Salomon Brothers Inc
Address for
Notices, etc.: c/o Morgan Xxxxxxx & Co. Incorporated
0000 Xxxxxxxx
Xxx Xxxx, Xxx Xxxx 00000
OTHER TERMS:
1. Paragraph 2 of the Underwriting Agreement is hereby amended by
adding the following representations:
(p) The Stock Purchase Agreement, dated as of January 31, 1998
("USA Purchase Agreement"), by and among
Parent, the Company, Xxxxx Xxxxxxxx (Eastern Hemisphere)

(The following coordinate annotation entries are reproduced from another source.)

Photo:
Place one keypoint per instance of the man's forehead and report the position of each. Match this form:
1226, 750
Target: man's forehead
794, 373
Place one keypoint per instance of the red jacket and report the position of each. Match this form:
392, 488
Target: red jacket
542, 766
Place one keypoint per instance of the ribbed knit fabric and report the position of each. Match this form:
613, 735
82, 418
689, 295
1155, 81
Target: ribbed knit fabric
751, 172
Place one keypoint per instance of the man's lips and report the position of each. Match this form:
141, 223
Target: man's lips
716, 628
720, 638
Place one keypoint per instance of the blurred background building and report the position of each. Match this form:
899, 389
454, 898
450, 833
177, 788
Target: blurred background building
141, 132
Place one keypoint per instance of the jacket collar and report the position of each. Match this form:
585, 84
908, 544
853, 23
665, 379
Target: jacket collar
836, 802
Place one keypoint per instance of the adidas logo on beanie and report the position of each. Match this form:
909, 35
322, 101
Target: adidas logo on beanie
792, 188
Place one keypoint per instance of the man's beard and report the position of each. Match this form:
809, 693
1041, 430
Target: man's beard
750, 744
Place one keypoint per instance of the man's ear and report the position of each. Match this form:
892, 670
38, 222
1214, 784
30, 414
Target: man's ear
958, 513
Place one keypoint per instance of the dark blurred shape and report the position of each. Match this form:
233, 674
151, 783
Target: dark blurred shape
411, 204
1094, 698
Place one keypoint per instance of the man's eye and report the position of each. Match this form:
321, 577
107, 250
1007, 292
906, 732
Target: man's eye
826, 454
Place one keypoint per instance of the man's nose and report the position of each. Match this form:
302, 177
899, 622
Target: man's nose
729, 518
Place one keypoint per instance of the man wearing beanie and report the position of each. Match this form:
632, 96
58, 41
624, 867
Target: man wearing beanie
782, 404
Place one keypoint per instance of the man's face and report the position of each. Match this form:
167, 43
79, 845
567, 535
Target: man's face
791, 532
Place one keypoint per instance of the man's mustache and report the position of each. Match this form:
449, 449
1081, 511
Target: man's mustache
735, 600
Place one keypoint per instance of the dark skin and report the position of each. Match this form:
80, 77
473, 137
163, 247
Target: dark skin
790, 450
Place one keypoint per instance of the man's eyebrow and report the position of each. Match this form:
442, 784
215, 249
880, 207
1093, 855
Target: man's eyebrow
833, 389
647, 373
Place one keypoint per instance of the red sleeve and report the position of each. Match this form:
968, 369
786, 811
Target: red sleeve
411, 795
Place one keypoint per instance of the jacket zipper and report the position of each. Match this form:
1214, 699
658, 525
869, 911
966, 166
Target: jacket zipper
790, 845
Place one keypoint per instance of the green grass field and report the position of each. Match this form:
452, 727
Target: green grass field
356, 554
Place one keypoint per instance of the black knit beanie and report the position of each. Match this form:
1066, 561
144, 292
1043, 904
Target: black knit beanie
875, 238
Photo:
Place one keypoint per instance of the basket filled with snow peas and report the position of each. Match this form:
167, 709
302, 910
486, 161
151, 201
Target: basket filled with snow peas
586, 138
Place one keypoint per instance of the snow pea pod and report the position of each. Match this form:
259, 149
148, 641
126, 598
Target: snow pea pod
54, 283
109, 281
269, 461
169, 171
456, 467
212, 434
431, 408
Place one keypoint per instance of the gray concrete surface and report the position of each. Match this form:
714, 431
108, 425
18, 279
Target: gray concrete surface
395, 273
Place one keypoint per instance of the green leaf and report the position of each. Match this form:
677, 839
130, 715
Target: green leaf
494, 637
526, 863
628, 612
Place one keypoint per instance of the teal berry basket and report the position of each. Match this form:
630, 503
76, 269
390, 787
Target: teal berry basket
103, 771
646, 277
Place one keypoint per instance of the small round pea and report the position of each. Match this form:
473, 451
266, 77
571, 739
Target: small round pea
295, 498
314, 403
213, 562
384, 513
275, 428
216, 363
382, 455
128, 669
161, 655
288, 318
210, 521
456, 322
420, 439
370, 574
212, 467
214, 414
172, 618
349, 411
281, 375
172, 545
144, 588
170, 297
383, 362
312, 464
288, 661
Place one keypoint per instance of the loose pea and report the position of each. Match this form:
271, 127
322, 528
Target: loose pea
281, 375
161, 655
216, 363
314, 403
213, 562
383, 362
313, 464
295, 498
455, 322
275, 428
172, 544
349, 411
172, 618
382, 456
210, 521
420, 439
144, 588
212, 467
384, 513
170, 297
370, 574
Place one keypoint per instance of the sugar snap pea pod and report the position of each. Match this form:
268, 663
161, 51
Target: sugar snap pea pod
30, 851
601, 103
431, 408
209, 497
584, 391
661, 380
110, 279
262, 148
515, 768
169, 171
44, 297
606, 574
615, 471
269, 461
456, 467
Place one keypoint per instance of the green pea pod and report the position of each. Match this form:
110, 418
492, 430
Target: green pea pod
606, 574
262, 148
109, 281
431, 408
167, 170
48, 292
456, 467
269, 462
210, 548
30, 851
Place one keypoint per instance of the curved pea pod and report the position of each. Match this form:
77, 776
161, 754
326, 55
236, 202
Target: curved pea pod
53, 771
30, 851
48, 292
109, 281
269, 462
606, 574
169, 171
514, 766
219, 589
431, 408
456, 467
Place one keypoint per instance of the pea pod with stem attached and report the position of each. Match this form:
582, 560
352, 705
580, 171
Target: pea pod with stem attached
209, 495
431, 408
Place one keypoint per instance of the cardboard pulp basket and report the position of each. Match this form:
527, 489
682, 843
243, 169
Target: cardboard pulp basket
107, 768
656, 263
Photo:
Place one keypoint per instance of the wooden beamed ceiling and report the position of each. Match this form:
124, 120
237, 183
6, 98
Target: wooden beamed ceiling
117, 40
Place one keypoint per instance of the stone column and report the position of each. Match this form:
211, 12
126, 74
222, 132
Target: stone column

Limited ("THEH") and Pepe Jeans London Corporation has been
duly authorized, executed and delivered by the Company, Parent
and THEH, and a true and correct copy of which has been
delivered to the Underwriters.
(q) A true and correct copy of the Share Purchase Agreement,
dated as of January 26, 1998 (the "Canada Purchase
Agreement"), between Lawvest Holdings Inc. and Pepe Jeans
USA, Inc. has been delivered to the Underwriters.
2. Paragraph 5 of the Underwriting Agreement is hereby amended by
adding the following condition:
(h) The transactions contemplated by the USA Purchase
Agreement and the Canada Purchase Agreement shall be
consummated substantially simultaneously with the closing of
the transactions contemplated by this Pricing Agreement; and
the USA Purchase Agreement and Canada Purchase Agreement shall
not have been amended, modified or waived with respect to any
material matter since their respective dates.